Loki Ruler lets you turn your log patterns into actionable alerts, but the real magic is that your alerts become a first-class log source themselves.

Let’s see it in action. Imagine you’re running a web service and want to know when your error rate spikes. You’d first write a Loki query to identify errors. Something like this:

{job="webapp"} |= "error"

This query counts log lines from the webapp job that contain the string "error". Now, you want to be alerted if this count goes above 100 in 5 minutes. Loki Ruler does this by creating a new "alert rule" that Loki itself will query.

Here’s what a basic ruler configuration might look like in a ruler.yaml file:

groups:
- name: webapp-alerts
  rules:
  - alert: HighErrorRate
    expr: |
      sum by (job) (
        rate({job="webapp"} |= "error" [5m])
      ) > 100
    for: 5m
    labels:
      severity: warning
    annotations:

      summary: "High error rate detected on {{ $labels.job }}"

      description: "The webapp job has seen more than 100 errors per second over the last 5 minutes."

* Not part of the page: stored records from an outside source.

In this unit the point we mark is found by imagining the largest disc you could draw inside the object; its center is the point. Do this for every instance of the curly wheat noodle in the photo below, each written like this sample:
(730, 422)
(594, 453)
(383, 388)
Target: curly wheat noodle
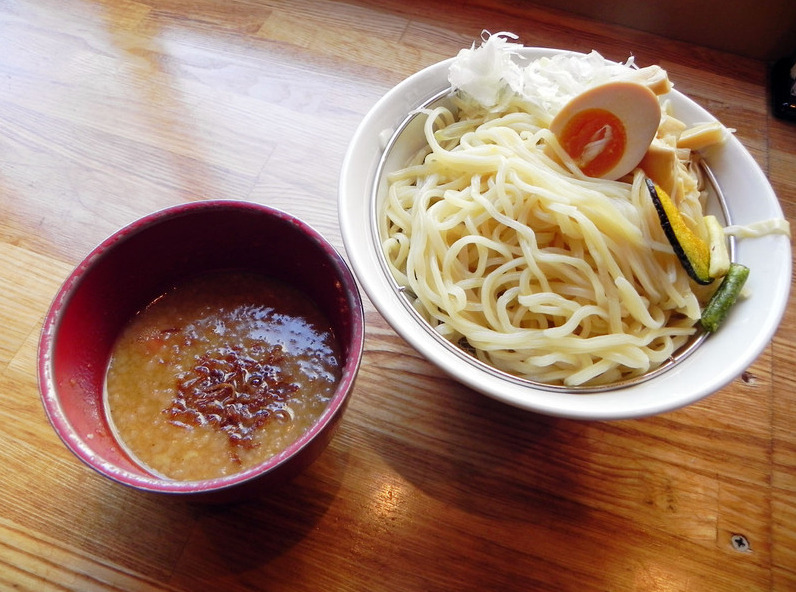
(543, 272)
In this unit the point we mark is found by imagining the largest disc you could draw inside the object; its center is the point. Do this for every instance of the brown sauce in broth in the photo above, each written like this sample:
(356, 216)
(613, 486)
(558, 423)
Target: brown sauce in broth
(220, 374)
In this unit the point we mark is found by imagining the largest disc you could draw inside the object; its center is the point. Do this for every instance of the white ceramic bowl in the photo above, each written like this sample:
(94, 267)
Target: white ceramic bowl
(711, 365)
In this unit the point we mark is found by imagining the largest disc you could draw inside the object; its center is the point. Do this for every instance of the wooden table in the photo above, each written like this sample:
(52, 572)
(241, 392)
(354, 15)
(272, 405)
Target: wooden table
(110, 109)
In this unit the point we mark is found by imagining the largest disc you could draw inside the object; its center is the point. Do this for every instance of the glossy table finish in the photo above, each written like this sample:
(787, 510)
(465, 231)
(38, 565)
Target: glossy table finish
(112, 109)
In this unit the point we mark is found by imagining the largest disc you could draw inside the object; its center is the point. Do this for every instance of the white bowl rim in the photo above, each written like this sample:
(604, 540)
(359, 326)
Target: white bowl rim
(719, 360)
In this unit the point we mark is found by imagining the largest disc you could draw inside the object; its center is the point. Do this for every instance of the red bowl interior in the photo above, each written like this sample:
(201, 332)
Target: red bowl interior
(137, 264)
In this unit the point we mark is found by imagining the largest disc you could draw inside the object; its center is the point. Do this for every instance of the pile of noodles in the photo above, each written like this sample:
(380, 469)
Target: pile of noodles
(510, 252)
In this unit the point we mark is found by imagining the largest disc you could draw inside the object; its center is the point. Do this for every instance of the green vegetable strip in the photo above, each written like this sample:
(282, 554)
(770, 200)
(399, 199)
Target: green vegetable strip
(724, 298)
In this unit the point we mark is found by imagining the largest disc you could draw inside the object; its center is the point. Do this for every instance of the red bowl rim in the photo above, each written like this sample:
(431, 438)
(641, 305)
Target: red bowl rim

When Loki loads this, it doesn’t just store it; it starts executing this query periodically. If the expr evaluates to true for the duration specified by for (in this case, 5 minutes), an alert is fired. This alert is then sent to a configured Alertmanager, which handles deduplication, grouping, and routing to notification channels like Slack or PagerDuty.

The "surprising" part? When the HighErrorRate alert is active, Loki Ruler generates log lines for the alert itself. These logs will appear in Loki with labels derived from the alert, like alertname="HighErrorRate", severity="warning", and any labels from the original query that were included in the alert expression’s sum by clause. This means you can query your alerts just like you query your application logs, to understand alert frequency, duration, and the context around them.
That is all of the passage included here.